A 12-gauge slug has a flatter trajectory out to around 150 yards. This means a good shot from an iron sight should be fine at this distance. At that distance, the slug will still be traveling at around 1000 ft/sec. This means the slug will drop around 10 inches or so.
Rifled slugs exhibit deep penetration with very little deformation
Rifled slugs are large, solid lead projectiles that exhibit deep penetration and little deformation. They are often used for deer or wild pig hunting, or in jurisdictions where rifles are prohibited. Rifled slugs tend to be less stable in flight than other bullet types, but they still exhibit very high penetration rates and little deformation.
They increase a shotgun’s effective range
The effectiveness of 12 gauge slugs in shotguns can vary greatly. Some slugs are sub-caliber projectiles with hollow points that can produce fantastic wound channels in big games 12 gauge slugs. These slugs have an average weight of 300 grains and are propelled by a 25 to 45-grain powder charge. The recoil generated by these slugs can range from 12 to 25 pounds.

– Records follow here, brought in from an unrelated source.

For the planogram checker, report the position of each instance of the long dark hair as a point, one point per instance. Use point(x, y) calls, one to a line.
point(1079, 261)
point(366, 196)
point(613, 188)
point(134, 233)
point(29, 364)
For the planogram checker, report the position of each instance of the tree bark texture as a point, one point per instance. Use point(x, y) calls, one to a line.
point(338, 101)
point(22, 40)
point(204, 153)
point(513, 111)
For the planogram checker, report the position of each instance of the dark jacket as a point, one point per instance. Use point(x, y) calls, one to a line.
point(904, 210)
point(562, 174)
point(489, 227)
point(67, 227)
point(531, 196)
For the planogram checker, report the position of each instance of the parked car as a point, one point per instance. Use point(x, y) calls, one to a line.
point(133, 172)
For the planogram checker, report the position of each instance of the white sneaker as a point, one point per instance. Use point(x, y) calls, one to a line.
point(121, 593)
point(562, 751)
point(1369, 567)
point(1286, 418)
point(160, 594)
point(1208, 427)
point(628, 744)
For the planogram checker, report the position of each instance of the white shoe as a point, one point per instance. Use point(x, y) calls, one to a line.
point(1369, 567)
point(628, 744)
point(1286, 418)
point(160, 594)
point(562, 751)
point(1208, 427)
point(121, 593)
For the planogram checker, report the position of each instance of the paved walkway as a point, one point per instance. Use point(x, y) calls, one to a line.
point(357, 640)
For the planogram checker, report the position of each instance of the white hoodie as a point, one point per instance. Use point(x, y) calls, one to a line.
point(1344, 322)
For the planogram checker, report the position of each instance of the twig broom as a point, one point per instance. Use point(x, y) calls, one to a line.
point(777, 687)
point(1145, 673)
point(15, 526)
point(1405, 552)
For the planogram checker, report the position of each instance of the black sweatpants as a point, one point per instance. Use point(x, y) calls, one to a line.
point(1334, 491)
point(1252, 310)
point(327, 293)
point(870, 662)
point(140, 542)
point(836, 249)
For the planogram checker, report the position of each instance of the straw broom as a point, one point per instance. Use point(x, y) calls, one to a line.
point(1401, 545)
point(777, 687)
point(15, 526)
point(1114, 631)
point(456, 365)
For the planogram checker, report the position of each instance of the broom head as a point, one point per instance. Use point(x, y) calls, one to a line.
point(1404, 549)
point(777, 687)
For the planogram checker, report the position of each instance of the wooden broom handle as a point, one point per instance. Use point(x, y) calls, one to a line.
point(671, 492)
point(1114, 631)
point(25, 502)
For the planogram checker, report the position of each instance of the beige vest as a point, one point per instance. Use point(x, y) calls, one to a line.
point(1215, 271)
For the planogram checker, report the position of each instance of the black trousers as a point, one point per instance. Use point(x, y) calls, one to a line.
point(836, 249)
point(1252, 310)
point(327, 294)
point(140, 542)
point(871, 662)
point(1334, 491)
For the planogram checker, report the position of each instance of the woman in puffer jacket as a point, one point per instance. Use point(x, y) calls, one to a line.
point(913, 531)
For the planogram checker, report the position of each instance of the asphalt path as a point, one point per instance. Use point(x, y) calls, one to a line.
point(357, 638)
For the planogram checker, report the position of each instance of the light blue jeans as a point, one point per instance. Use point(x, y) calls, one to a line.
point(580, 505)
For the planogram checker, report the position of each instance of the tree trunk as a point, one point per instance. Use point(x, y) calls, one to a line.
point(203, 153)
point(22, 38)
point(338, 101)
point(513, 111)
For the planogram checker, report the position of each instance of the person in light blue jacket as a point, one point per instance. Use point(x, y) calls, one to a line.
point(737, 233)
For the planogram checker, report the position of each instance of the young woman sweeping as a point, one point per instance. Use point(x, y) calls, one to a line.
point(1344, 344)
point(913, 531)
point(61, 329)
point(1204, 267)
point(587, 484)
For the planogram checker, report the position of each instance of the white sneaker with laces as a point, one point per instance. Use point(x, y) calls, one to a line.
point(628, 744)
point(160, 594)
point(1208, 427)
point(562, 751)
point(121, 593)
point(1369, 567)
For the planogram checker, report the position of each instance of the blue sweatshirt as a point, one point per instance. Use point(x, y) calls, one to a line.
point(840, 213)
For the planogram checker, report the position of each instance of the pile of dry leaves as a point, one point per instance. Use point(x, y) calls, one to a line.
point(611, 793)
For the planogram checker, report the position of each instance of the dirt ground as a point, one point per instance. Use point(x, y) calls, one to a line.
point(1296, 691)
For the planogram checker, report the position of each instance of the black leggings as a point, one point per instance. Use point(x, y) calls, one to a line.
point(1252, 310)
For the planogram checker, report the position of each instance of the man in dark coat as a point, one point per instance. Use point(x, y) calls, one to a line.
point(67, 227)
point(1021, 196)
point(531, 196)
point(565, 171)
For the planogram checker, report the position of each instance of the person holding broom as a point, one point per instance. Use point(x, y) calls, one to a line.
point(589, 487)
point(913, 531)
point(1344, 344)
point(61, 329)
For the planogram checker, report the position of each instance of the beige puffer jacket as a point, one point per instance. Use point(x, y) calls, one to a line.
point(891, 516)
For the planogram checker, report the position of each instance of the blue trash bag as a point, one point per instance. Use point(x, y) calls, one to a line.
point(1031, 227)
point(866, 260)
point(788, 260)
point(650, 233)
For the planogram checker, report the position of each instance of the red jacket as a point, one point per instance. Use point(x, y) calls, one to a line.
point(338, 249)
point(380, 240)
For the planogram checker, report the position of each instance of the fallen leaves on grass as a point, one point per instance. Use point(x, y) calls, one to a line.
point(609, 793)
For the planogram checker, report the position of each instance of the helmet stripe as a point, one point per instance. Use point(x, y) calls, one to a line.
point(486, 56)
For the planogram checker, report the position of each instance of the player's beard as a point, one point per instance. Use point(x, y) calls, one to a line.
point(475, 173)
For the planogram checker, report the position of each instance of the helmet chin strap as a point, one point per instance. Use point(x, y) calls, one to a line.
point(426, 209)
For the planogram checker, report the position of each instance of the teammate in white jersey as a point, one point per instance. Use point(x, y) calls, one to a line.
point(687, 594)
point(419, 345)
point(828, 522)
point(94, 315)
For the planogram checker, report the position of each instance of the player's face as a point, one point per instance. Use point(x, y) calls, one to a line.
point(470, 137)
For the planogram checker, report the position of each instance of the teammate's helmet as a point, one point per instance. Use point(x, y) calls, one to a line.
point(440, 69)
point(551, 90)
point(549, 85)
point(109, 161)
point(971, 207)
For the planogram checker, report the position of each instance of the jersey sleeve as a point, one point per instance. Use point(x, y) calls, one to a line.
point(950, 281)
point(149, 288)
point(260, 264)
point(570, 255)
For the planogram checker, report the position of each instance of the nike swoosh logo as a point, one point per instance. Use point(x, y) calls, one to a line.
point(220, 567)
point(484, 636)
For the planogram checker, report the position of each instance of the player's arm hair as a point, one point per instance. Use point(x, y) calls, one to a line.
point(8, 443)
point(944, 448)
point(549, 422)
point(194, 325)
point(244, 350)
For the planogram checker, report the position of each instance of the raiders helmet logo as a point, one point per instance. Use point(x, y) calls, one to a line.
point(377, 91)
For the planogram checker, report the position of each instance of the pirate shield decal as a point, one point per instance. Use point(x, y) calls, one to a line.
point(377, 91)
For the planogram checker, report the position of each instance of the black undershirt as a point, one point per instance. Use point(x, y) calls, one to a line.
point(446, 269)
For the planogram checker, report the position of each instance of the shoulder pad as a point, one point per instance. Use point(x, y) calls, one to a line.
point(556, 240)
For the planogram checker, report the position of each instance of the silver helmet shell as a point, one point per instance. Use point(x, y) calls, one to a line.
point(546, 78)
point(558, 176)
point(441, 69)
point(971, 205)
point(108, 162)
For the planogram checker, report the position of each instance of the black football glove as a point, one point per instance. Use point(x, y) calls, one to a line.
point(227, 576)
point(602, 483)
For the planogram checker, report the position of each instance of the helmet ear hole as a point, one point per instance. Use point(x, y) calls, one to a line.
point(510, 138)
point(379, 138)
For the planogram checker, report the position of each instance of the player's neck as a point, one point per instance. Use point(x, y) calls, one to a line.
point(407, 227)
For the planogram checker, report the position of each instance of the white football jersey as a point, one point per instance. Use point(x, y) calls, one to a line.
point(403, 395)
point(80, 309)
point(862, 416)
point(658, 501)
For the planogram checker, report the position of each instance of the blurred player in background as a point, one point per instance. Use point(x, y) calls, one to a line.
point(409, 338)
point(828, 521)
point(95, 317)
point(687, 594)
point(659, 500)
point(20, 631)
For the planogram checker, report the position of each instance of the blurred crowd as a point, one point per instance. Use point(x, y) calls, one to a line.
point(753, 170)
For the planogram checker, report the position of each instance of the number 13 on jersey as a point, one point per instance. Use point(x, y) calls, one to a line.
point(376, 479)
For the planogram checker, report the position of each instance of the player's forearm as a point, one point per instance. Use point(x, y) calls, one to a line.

Slugs in shotguns typically have a higher muzzle velocity than buckshot. For example, a 1-ounce rifled slug from a Remington Slugger 2.75-inch shell has a muzzle velocity of 1,600 fps, while Winchester Active Duty 00 Buckshot rounds have a muzzle velocity of 1,300 fps. This higher muzzle velocity enables slugs to reach their target faster. It also increases the effective range of shotgun slugs.
They penetrate brush
When hunting in thick brush, the most effective bullets are those that can penetrate brush. Even though the average deer hunter only had a few seconds to make the kill, the best brush bullets gave hunters a better chance at connecting. But what exactly is the best brush bullet?
The most effective slug is the one that can penetrate brush with a 12-gauge rifle. However, sabot and Foster slugs do not penetrate brush very well. Their muzzle energy is not as high as those of lighter bullets, and they have more trouble penetrating brush. Consequently, they tend to be more expensive.
A common high-brass load of twelve gauge slugs has an MV of ninety-six fps at iron sight range. However, at the same distance, the slug’s BC is very low, so the accuracy is poor. Rifled slugs are marginally better at this range, but they are still short-range propositions.
They have a better BC
If you are looking for a way to improve the accuracy of your slugs, consider switching to a heavier 12 gauge slug. These slugs have better BC than standard slugs, but their frontal profile and recoil characteristics are different. This means that they need a higher twist rate than standard slugs.
A higher BC means that the slug will shoot farther and with less noise. The Winchester/Olin high-speed slug is the top choice for rifled barreled shotguns. It has a higher BC, but is significantly heavier than a plain rifled slug. This extra weight will contribute to the difference in the retained energy at 100 yards.
A typical high-brass (12 gauge) slug will shoot at about ninety-two yards and drop about 4 feet at 300 yards. This decrease in BC will reduce accuracy, but is minimal. Even at this distance, a slug can penetrate 3/4-inch plywood and remain deadly.